Василия увозили на том же вездеходе, под гусеницы которого он попал. Сначала в поселок, а оттуда на вертолете в районный центр. Но врачи уже были бессильны ему помочь. До последнего часа, до последней минуты Оннонау была с ним, утешала его, как могла, пыталась найти хоть какой-то проблеск в той безнадежности, которую она слишком хорошо понимала. А он все шептал бескровными губами: «Береги Аннушку…» Самое ужасное было в том, что он до самой смерти был в полном сознании и умер в одно мгновение, как только его положили на больничную койку.

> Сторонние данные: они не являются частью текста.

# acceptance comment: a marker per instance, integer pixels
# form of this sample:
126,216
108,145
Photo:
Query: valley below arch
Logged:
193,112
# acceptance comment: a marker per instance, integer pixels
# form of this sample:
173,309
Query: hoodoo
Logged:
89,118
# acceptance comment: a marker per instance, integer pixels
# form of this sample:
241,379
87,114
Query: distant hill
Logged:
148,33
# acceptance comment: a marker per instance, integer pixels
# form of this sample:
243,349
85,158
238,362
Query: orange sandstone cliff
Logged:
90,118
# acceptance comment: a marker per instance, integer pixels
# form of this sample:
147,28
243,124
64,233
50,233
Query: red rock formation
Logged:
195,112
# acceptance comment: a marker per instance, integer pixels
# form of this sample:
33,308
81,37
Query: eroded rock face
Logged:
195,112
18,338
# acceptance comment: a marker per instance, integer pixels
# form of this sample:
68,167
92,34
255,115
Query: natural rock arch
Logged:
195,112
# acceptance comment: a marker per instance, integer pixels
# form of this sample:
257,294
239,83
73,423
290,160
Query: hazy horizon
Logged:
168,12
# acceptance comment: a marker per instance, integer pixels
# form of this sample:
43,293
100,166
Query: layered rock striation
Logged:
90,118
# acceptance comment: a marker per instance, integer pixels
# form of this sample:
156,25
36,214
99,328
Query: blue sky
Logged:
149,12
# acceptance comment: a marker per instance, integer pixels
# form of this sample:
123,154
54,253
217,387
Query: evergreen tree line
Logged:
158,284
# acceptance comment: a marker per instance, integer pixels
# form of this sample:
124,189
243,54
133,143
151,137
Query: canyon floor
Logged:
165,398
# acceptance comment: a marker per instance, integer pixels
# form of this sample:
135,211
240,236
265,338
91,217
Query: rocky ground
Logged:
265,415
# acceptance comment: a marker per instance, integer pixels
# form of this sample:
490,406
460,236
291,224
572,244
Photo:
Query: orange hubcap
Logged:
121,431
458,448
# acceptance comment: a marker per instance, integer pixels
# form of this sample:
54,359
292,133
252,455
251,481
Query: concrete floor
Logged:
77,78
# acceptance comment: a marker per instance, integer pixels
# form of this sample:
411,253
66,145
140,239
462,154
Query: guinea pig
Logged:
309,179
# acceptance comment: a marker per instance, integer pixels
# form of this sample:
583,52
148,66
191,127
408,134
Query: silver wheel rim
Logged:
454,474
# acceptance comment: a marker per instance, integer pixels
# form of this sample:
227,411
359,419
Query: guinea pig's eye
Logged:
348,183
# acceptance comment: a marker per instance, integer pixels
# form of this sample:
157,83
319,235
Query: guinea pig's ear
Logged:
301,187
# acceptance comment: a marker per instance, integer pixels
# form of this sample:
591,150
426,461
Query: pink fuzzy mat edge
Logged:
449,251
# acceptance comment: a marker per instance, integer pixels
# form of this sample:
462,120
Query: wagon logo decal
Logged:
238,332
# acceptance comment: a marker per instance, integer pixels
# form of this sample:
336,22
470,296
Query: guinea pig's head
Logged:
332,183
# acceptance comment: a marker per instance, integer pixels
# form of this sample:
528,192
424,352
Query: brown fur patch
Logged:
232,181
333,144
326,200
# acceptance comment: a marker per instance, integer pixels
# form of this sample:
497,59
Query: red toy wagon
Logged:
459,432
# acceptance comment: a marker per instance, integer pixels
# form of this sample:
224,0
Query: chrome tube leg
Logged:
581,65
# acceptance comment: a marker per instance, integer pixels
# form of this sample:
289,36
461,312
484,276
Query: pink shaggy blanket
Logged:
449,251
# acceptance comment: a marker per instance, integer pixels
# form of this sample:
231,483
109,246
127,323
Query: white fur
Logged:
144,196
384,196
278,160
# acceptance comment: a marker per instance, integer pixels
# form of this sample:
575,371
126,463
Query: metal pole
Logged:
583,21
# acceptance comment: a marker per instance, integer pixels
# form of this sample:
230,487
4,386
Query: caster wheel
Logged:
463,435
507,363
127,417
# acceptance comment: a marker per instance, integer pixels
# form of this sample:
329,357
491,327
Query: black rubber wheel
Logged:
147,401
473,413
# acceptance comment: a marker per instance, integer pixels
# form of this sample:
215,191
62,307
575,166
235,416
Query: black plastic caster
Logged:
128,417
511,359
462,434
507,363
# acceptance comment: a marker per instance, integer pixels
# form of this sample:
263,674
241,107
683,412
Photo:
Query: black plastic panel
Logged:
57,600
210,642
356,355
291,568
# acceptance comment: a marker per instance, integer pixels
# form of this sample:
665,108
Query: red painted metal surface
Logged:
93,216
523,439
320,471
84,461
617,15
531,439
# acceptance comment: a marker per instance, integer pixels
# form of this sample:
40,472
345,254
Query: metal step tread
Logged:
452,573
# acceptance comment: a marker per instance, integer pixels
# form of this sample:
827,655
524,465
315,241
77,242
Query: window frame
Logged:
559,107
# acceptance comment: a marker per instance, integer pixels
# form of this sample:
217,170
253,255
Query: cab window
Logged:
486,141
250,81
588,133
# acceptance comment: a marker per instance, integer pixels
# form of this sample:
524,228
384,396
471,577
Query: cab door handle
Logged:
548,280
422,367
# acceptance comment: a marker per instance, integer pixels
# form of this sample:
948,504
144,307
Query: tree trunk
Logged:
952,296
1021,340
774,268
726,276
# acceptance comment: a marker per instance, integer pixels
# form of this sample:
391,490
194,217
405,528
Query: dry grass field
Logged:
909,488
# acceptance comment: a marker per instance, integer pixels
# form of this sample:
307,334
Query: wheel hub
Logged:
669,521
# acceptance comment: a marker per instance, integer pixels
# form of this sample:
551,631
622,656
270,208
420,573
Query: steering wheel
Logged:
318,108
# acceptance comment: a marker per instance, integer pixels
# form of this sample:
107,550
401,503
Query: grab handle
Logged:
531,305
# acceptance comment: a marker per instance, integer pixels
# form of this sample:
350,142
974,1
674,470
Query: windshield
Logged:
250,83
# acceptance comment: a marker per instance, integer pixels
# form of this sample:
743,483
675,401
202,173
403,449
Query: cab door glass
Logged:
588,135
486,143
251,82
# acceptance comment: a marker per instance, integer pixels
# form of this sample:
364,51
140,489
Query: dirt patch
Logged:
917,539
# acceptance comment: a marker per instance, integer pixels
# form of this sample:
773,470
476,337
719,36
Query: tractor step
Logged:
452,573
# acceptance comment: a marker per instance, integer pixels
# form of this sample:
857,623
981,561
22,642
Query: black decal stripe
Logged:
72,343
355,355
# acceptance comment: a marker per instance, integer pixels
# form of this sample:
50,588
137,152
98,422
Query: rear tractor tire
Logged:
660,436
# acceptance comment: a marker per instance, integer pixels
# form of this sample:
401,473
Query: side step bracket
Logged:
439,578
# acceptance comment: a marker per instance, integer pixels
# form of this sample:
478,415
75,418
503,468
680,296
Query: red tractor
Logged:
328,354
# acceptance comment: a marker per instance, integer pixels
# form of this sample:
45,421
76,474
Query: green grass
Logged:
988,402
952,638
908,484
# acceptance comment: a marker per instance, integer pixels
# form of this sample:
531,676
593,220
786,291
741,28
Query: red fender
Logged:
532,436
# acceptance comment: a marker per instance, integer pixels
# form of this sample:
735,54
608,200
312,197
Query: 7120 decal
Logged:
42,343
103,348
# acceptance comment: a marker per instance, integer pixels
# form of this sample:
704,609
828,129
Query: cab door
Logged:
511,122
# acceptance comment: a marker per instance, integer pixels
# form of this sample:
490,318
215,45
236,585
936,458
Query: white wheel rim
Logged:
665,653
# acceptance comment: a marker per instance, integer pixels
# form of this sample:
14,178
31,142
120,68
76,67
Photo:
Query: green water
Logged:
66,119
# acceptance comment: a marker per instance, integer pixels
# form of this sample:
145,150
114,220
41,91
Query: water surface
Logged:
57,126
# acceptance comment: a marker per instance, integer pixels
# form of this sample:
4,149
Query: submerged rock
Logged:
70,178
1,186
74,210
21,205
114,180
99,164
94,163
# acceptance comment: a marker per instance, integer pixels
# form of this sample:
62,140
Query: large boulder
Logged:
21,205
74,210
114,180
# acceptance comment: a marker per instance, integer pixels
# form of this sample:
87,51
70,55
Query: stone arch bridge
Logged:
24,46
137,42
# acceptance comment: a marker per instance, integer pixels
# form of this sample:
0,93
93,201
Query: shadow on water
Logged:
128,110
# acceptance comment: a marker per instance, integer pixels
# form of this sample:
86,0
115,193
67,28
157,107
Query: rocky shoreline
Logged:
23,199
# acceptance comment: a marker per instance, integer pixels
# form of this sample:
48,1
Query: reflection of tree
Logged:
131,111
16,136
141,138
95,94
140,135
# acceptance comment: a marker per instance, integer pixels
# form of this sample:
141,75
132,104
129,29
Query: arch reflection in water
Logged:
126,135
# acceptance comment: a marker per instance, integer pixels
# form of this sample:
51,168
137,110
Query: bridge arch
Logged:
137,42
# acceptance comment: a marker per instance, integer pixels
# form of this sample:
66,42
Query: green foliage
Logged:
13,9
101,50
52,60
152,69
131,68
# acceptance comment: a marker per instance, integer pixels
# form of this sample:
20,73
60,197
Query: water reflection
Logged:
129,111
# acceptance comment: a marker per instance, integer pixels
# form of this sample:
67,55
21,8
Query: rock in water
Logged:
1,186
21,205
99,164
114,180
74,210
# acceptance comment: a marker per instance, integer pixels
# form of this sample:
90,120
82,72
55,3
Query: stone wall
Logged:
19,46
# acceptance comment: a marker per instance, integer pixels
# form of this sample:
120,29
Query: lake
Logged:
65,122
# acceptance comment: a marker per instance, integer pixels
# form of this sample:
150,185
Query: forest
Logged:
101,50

Слезы лились так обильно, что Оннонау не рассмотрела ни обитого красной материей гроба, ни нового темно-синего костюма, в который обрядили Василия, отправляя его в последний путь.

Оннонау ни разу после этого не была на его могиле. Для нее ушедший в окрестности Полярной Звезды муж был там, где насыпан Памятный Холм из оленьих рогов в верховьях Ичу, в истоках тундровой реки.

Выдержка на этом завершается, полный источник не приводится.